An organism is collected, studied by (let’s say it’s a spider) an arachnologist, who determines that it is unlike anything else described so far. He writes a description and puts forward a name, publishes it, get’s peer reviewed, and assuming it is accepted widely enough, that taxa becomes associated with that specimen. When we ID some other specimen, we are saying that we think it is most like that individual specimen than any other that has been described so far. For many species, there is such a large amount of variation that it is easy to find examples that are on the cusp of two different species, or show characters of more than one species. Then also factor in that some early descriptions (1700s and 1800s) were made when what constitutes a new species was not fully understood. Early spider descriptions, for example, did not take into account internal genitalic characters, which according to current taxonomic understanding holds far more weight on species differentiation than any somatic characters do. Yes, often those somatic characters are enough to differentiate, but not always. Then also factor in that many identifiers are not working from primary literature, but from guidebooks written by knowledgeable people that are unfortunately human, and capable of making mistakes (or having used now out of date literature!). Then also factor in taxonomic changes that have occurred due to new species discoveries that change our understandings, and also factor in new technologies of dna that are dramatically altering the taxonomic landscape at an ever increasing rate. Then also factor in taxonomic authorities that might differ from one another in terms of what taxa they accept as valid…
I used to be like that too… but now not so much. There have been taxa that I have researched deeply, and I believe I have a good understanding of them, and when I see the (according to my interpretation) “incorrect” IDs, I just copy and paste my standard comment about them, and leave it up to the observers and other IDers to make up their own minds. Think of it as a “leap of faith” :)

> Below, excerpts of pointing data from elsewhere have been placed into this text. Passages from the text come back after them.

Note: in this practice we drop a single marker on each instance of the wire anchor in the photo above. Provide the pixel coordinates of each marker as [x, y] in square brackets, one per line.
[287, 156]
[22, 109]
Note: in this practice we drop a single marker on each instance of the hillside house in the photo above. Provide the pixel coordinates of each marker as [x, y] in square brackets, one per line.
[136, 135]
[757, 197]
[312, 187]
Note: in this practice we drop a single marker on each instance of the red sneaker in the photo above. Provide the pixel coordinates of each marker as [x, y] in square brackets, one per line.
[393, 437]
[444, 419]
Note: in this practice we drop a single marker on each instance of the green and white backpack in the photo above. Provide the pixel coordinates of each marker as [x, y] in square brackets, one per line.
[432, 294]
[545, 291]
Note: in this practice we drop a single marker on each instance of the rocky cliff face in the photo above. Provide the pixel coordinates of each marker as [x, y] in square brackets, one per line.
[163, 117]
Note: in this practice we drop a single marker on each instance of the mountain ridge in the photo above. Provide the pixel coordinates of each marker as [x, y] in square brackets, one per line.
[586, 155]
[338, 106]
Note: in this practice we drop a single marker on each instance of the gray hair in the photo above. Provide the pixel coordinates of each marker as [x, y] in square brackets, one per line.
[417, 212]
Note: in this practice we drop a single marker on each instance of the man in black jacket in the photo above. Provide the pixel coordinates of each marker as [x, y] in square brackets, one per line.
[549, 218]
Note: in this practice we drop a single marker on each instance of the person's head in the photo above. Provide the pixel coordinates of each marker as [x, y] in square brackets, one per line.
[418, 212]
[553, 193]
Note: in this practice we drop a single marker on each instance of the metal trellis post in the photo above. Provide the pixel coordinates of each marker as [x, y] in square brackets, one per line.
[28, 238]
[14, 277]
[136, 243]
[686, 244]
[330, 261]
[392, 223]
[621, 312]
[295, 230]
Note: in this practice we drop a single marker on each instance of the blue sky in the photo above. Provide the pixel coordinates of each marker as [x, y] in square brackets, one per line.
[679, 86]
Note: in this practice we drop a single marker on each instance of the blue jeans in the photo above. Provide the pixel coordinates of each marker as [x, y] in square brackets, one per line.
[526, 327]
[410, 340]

well, you know, I understand.
When you are a nurse in a hospital and you see loads of people dying suffering either you quit or become insensitive and you wonder why a person is taking so much to quit.
But that is different.
I have read so many times these days that iNaturalist is not a platform for scientists, I hope we are not using the intricacies of the evolution of Science studies for argument now.

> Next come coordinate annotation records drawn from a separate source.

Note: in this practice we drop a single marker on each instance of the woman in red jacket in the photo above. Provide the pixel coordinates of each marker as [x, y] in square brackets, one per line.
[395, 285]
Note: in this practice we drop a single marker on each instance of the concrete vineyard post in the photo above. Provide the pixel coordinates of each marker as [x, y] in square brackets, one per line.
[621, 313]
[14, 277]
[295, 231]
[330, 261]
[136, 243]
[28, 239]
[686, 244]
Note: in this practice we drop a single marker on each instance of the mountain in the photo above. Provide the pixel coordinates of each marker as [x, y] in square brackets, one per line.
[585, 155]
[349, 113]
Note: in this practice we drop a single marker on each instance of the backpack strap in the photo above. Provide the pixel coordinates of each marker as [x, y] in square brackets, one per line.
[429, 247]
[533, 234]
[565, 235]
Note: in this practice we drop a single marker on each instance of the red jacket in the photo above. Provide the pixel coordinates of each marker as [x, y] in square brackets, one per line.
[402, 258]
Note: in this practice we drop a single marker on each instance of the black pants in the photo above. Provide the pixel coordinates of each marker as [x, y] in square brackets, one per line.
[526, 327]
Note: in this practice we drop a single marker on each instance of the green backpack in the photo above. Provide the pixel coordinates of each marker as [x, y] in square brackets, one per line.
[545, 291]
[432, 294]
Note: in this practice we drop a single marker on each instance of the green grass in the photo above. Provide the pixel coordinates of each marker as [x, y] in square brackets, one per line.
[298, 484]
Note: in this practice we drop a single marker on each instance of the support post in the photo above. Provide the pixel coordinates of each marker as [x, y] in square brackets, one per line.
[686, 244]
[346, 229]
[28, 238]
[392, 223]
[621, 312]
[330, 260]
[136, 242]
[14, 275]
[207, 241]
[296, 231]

Because either we believe that science is a useless exercise since everything can be revised (and scientist are just there to get a living) or we do not engage in that intricacy and we stick to the current knowledge. After all I think that the tools used in iNat to reclassify prove that identification has got a value. Otherwise I’d expect that the old identifications of reclassified taxas would just be flushed dow the drain.
Let’s not be nihilists. Science evolves in pair with human tools and knowledge, it’s a part of business. That should not surprise.
We should not fall in the old dichotomy of either I get 100% perfection or it does not worth while engaging at all.
That’s why I believe a lot of us are around and spend time on IDs. It’s the only sensible way to understand and investigate what we’re talking about and navigate the natural world. Valuable.
Let’s try to make the best of this time making them as accurate as possible.
on the topic of accuracy, let’s not forget (I remembered this morning trying some IDs) that carelessly identifying is obviously muddling the set of pictures which represent a taxa, making idendification harder and pushing people to lose trust (since there is the phenomenon of “thank you [I agree]” or, don’t know but want Research grade).
I realized this morning browsing difficult stuff, like mosses.
Obviously people do IDs according to their current knowledge, nothing wrong about that - but I feel that ID maintenance should be part of the package they subscribe when they ID. My view, of course.
And that’s not a duty, but a perk.
I feel like identifying is like subscribing to a thread of knowledge which goes both ways, not like throwing a stone in a pond.